Description
Hi, When I try to train this code with python main.py --train in my local computer. It's always happen that the cpu memory keeps increasing and when it is full, an error is reported. I think this problem cause by the memory out.
Traceback (most recent call last):
File "/home/user/.conda/envs/spinningup_nzh/lib/python3.6/threading.py", line 916, in _bootstrap_inner
self.run()
File "/home/user/.conda/envs/spinningup_nzh/lib/python3.6/threading.py", line 864, in run
self._target(*self._args, **self._kwargs)
File "/home/user/nzh_projects/kaggle-environments-master/kaggle_agent/HandyRL/handyrl/connection.py", line 190, in _receiver
data, cnt = conn.recv()
File "/home/user/.conda/envs/spinningup_nzh/lib/python3.6/multiprocessing/connection.py", line 250, in recv
buf = self._recv_bytes()
File "/home/user/.conda/envs/spinningup_nzh/lib/python3.6/multiprocessing/connection.py", line 407, in _recv_bytes
buf = self._recv(4)
File "/home/user/.conda/envs/spinningup_nzh/lib/python3.6/multiprocessing/connection.py", line 383, in _recv
raise EOFError
EOFError
Exception in thread Thread-4:
Traceback (most recent call last):
File "/home/user/.conda/envs/spinningup_nzh/lib/python3.6/threading.py", line 916, in _bootstrap_inner
self.run()
File "/home/user/.conda/envs/spinningup_nzh/lib/python3.6/threading.py", line 864, in run
self._target(*self._args, **self._kwargs)
File "/home/user/nzh_projects/kaggle-environments-master/kaggle_agent/HandyRL/handyrl/connection.py", line 175, in _sender
conn.send(next(self.send_generator))
File "/home/user/.conda/envs/spinningup_nzh/lib/python3.6/multiprocessing/connection.py", line 206, in send
self._send_bytes(_ForkingPickler.dumps(obj))

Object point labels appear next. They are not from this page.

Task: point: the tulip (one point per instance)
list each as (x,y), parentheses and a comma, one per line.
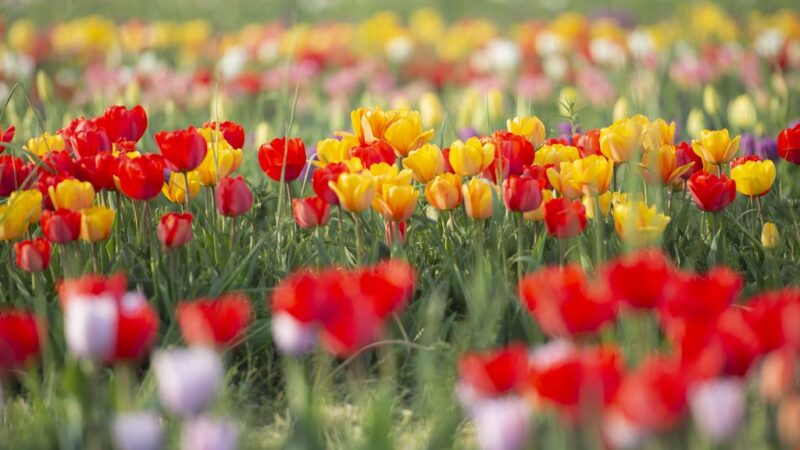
(563,218)
(521,193)
(770,236)
(716,147)
(425,162)
(72,194)
(233,196)
(96,223)
(187,379)
(712,193)
(137,431)
(310,212)
(219,322)
(444,191)
(471,157)
(174,230)
(203,433)
(183,150)
(355,191)
(587,176)
(61,226)
(531,128)
(396,202)
(754,178)
(282,159)
(45,143)
(141,178)
(789,144)
(33,256)
(478,198)
(122,123)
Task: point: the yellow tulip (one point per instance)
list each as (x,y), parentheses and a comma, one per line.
(396,203)
(587,176)
(754,178)
(478,198)
(537,215)
(556,154)
(405,133)
(425,162)
(45,143)
(72,194)
(471,157)
(96,223)
(355,190)
(638,224)
(620,140)
(716,147)
(531,128)
(444,191)
(175,189)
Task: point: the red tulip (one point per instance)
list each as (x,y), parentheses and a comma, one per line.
(232,132)
(789,144)
(13,173)
(710,192)
(141,178)
(183,150)
(495,373)
(564,302)
(563,218)
(234,198)
(88,139)
(375,152)
(33,256)
(219,322)
(521,193)
(638,279)
(175,230)
(653,398)
(20,339)
(321,179)
(61,226)
(516,150)
(123,123)
(310,212)
(283,157)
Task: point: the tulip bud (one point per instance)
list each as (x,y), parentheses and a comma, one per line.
(188,379)
(138,431)
(770,236)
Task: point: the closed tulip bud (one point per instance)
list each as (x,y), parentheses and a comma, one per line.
(754,178)
(742,112)
(444,191)
(425,162)
(478,198)
(72,194)
(138,431)
(96,223)
(711,100)
(471,157)
(61,226)
(234,197)
(531,128)
(310,212)
(770,236)
(538,214)
(174,230)
(33,256)
(188,379)
(716,147)
(354,190)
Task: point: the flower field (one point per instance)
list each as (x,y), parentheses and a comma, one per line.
(326,224)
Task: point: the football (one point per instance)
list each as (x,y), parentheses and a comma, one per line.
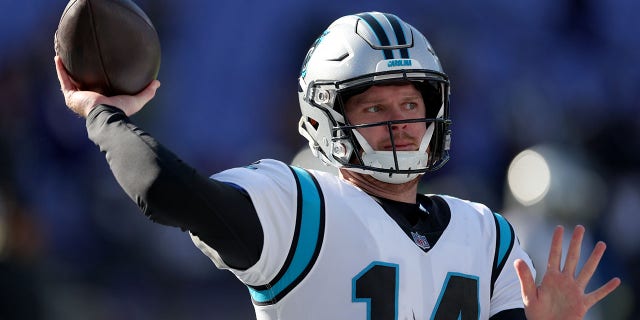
(108,46)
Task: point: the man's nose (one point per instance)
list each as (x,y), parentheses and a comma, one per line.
(397,115)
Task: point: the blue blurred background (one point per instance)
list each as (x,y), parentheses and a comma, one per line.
(560,78)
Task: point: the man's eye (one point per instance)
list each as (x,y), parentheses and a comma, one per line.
(411,106)
(373,109)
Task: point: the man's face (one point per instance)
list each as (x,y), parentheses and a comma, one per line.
(386,103)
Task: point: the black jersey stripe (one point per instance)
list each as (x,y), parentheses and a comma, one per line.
(306,244)
(505,238)
(379,31)
(397,29)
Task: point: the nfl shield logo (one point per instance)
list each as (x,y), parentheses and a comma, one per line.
(420,240)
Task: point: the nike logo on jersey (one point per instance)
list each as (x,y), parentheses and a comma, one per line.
(420,240)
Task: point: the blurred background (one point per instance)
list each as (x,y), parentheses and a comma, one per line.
(546,111)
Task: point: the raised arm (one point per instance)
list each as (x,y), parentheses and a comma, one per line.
(166,189)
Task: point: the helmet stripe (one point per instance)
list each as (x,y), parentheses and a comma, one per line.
(379,31)
(395,24)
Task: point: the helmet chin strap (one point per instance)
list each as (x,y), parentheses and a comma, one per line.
(407,160)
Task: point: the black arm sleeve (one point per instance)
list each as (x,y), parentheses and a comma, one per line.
(511,314)
(170,192)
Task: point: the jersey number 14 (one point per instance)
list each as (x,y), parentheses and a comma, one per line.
(377,286)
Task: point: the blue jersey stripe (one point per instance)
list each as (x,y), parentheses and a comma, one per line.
(307,246)
(505,238)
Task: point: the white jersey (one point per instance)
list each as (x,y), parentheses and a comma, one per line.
(331,252)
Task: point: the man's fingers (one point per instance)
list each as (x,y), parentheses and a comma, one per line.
(527,283)
(605,290)
(573,254)
(555,252)
(591,265)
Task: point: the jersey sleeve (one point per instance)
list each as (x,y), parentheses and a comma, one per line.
(506,293)
(271,186)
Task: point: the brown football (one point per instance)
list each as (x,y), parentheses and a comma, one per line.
(108,46)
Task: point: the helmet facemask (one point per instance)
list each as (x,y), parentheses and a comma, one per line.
(350,150)
(353,54)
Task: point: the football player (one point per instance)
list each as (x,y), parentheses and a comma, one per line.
(363,244)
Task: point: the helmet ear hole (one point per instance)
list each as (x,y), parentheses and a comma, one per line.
(315,124)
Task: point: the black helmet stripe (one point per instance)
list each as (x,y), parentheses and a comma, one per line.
(379,31)
(404,53)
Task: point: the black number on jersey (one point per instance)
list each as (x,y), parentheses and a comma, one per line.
(377,285)
(458,298)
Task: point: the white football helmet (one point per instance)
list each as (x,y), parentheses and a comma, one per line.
(352,54)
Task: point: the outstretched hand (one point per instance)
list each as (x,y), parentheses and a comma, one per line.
(82,102)
(561,295)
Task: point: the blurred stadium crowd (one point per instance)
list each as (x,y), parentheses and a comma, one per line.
(561,78)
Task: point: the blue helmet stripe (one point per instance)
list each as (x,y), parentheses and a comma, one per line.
(397,29)
(379,31)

File "/home/user/.conda/envs/spinningup_nzh/lib/python3.6/multiprocessing/connection.py", line 397, in _send_bytes
self._send(header)
File "/home/user/.conda/envs/spinningup_nzh/lib/python3.6/multiprocessing/connection.py", line 368, in _send
n = write(self._handle, buf)
BrokenPipeError: [Errno 32] Broken pipe
Because my Memory only have 32G, so i have try to turn the max_episodes to the 200000. when the number of the sample at 20w, the memoey use_rate about 95%, but this code still occupy the more cpu memory with continuous sampling. In my Option, I think when the sample number more than max_episodes, the replay buffer will delete the old sample. but i dont know why the memory still increase.
could you give me some ideas. and how can i solve this problem(not restart). Thanks very much!